Wednesday, March 22, 2006

Filthy Patricia

I wonder if Patricia Hewitt washes her hands after she has been to the lavatory? Not if she is using one of the filthy, dirty disgusting lavatories found in at least a third of NHS hospitals.

Reported on Page 4 of today’s Times:
“More than a third of NHS hospitals and other health trusts are unable to provide their staff with hot water, soap, alcohol rubs and other basic hygiene requirements whenever they need them.”

“A total of 7212 cases of MRSA bloodstream infection were detected in English hospitals in 2004-5. Experts suggest that up t0o 300,000 infections are picked up in healthcare settings every year, causing 5000 deaths and costing the NHS as much as £1billion.”
Meanwhile, the filthy Patricia continues to throw money around as though there is no tomorrow. I am grateful to Tom Reyonold’s organisation, Paramedic UK, for pointing out to me the following:
Computer skills 'for cleaners' costs NHS £2m

“The National Health Service has spent at least £2 million on computer training for porters, cleaners and other staff after deciding to implement a European Union scheme in Britain.

The European Computer Driving Licence teaches hospital staff skills ranging from the use of spreadsheets to surfing the internet and is being offered to NHS employees irrespective of their job.

So far 50,000 staff have applied for the training, which takes between 20 and 100 hours to complete. In the past year, three million hours of tuition have been provided.

The NHS claims that £2 million has been spent on the scheme, but its real cost is believed to be far higher: the cost in man hours alone is estimated at £30 million, based on the average NHS salary of almost £10 an hour.

Training staff whose jobs appear to have little or no requirement for computer skills will heighten concern about profligate spending in the public services. The scheme's existence emerged after complaints by a senior doctor to David James, the business consultant hired by the Conservatives to expose Government waste under Labour.

The doctor told Mr James of one cleaner who had taken the course. "At long last she will be able to calculate the optimal path for her vacuum cleaner," he said.”
British Hospitals and health centres are filthy because no one, to lapse into modern jargon, takes “ownership” of the problem. Cleaning is not rocket science. It does not need computer skills. It is common sense. Dr Crippen’s health centre used to be spotlessly clean and was kept so by two ladies of mature years, who were part of the team, who came to the Christmas Party, who were liked and respected by all.

As we described here, the introduction of contract cleaners, who clean by protocol not by common sense, has destroyed all that.

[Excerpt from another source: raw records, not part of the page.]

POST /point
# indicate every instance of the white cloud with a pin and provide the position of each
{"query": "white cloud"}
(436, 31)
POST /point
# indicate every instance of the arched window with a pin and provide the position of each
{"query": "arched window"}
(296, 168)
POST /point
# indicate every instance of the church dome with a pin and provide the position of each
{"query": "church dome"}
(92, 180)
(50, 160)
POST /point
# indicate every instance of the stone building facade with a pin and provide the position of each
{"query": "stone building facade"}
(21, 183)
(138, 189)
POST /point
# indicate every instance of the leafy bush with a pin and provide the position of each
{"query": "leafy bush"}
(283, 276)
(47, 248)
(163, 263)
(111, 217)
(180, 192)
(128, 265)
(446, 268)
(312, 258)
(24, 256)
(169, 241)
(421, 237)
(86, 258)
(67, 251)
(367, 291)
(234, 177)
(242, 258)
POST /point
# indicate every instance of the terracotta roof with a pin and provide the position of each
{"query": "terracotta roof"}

This government is obsessed with process. If there is a problem, you do not attempt to tackle it, you redefine it in detail and bury it in an endless descriptive process that costs the tax payer a fortune and achieves nothing.

The filthy Patricia has produced endless documents on cleaning.

Look at:
“Revised Guidance on Contracting for Cleaning” issued by the NHS in December 2004 which can be found here.

How does the filthy Patricia propose to check that cleaning has been done in areas of different "risk" in the hospital?

Very high risk
Over a period of a week all rooms within a very high risk functional area should be audited at least once.

High risk
Over a period of one month all rooms within a high risk functional area should be audited at least once.

Significant risk
Over a period of 3 months all rooms within a significant risk functional area should be audited at least once.

Low risk
Over a period of 12 months all rooms within a low risk functional area should be audited at least twice.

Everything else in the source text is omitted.